Limpertsberg () is a quarter in north-western Luxembourg City, in the centre of Luxembourg.

In the south, on the border with the main city is the Glacis, a large open air parking lot which hosts the annual Schueberfouer fair, the largest fair in the country. Next to the Glacis is the Grand Théâtre de Luxembourg. 

Limpertsberg's Notre-Dame cemetery has a Monument de la résistance et de la déportation (Monument of the national resistance and deportation). The cemetery features the bronze sculpture of The Political Prisoner by Luxembourg's best-known sculptor Lucien Wercollier.  The Limpertsberg bronze is one of three casts of the sculpture, with the other two at the Musée national de la résistance (National Resistance Museum) in Esch-sur-Alzette and the National Monument to the Resistance and to the Deportation at Notre-Dame cemetery in Luxembourg City.

To the south east is another iconic landmark, the Grand Duchess Charlotte Bridge, also known as the Red Bridge due to its colour.
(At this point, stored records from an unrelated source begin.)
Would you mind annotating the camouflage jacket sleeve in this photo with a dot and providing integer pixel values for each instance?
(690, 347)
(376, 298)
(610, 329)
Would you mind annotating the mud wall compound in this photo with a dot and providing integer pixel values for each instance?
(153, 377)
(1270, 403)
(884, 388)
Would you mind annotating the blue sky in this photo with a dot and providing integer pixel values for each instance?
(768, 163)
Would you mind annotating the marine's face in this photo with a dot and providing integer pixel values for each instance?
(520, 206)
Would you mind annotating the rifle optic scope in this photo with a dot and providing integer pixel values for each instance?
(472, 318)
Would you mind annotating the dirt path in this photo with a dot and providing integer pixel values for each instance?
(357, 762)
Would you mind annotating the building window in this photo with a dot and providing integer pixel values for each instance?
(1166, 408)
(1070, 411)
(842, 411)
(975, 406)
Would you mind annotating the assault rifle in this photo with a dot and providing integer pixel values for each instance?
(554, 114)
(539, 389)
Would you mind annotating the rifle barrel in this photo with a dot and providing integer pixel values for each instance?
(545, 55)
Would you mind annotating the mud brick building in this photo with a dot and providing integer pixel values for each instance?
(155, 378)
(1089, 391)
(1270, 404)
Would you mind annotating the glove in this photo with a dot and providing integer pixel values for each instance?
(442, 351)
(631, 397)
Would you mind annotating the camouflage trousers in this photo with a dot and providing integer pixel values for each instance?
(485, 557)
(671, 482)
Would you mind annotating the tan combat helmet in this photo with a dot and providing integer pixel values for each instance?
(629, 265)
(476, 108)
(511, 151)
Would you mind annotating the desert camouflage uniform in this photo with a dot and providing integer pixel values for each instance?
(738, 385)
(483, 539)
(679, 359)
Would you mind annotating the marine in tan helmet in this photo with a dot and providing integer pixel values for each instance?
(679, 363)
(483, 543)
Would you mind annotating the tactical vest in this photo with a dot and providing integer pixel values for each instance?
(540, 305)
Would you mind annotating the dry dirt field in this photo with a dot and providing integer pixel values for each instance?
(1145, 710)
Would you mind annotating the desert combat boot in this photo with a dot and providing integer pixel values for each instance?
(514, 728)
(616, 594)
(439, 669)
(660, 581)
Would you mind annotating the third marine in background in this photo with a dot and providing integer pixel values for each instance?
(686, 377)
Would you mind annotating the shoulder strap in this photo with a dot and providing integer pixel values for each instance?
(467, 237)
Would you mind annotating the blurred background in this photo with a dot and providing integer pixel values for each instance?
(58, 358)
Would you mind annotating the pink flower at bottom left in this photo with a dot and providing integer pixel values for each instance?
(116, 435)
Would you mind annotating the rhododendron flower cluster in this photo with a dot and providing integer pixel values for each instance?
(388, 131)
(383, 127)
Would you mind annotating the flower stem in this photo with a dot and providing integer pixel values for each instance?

It connects Limpertsberg to the European district of Kirchberg, passing over the City quarter of Pfaffenthal and the Alzette river.

Limpertsberg also has several educational institutions such as, parts of the University of Luxembourg, the Lycée de garçons (LGL), the Lycée Robert Schuman, the Lycée Vauban, the Lycée Technique des Arts et Métiers, the Lycée Technique du Centre, the Lycée Technique Michel Lucius, the French school as well as the Waldorf school.

The district also houses St Joseph's Roman Catholic church completed in the Neo-Romanesque style in 1913.

, Limpertsberg had a population of about 10,941 inhabitants.